With dplyr we can perform a series of operations, for example
select
and then filter
, by sending the results of one function to
another using what is called the pipe operator: %>%
. Some details
are included below.
We wrote code above to show three variables (state, region, rate) for
states that have murder rates below 0.71. To do this, we defined the
intermediate object new_table
. In dplyr we can write code that
looks more like a description of what we want to do without intermediate
objects:
For such an operation, we can use the pipe %>%
. The code looks like
this:
murders %>% select(state, region, rate) %>% filter(rate <= 0.71)
#> state region rate
#> 1 Hawaii West 0.515
#> 2 Iowa North Central 0.689
#> 3 New Hampshire Northeast 0.380
#> 4 North Dakota North Central 0.595
#> 5 Vermont Northeast 0.320
This line of code is equivalent to the two lines of code above. What is going on here?

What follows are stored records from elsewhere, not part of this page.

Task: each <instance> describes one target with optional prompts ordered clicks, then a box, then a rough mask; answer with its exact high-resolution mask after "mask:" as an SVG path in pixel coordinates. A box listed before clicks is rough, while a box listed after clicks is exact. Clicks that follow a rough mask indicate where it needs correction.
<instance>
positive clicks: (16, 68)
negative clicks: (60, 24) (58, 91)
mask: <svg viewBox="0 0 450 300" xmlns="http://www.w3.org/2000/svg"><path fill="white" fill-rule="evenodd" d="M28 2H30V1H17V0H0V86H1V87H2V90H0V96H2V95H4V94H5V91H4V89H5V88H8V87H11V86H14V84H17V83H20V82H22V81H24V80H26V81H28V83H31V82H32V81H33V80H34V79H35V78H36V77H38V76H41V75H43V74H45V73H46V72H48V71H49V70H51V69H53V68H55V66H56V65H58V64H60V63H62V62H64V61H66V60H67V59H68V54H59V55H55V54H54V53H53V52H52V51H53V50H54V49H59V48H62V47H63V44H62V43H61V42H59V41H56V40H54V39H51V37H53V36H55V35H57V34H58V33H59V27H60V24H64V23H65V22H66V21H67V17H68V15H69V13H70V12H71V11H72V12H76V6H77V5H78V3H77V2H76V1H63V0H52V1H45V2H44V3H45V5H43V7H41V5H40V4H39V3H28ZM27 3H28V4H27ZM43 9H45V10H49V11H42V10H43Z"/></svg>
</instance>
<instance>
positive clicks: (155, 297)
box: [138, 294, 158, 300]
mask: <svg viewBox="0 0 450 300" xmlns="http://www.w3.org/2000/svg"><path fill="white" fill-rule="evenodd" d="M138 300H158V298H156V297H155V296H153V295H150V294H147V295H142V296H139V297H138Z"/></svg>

In general, the pipe sends the result of the left side of the pipe to be the first argument of the function on the right side of the pipe. Here is a very simple example:
16 %>% sqrt()
#> [1] 4
We can continue to pipe values along:
16 %>% sqrt() %>% log2()
#> [1] 2
The above statement is equivalent to log2(sqrt(16))
.
Remember that the pipe sends values to the first argument, so we can define other arguments as if the first argument is already defined:
16 %>% sqrt() %>% log(base = 2)
#> [1] 2
Therefore, when using the pipe with data frames and dplyr, we no longer need to specify the required first argument since the dplyr functions we have described all take the data as the first argument. In the code we wrote:
murders %>% select(state, region, rate) %>% filter(rate <= 0.71)
murders
is the first argument of the select
function, and the new
data frame (formerly new_table
) is the first argument of the filter
function.
Note that the pipe works well with functions where the first argument is the input data. Functions in tidyverse packages like dplyr have this format and can be used easily with the pipe.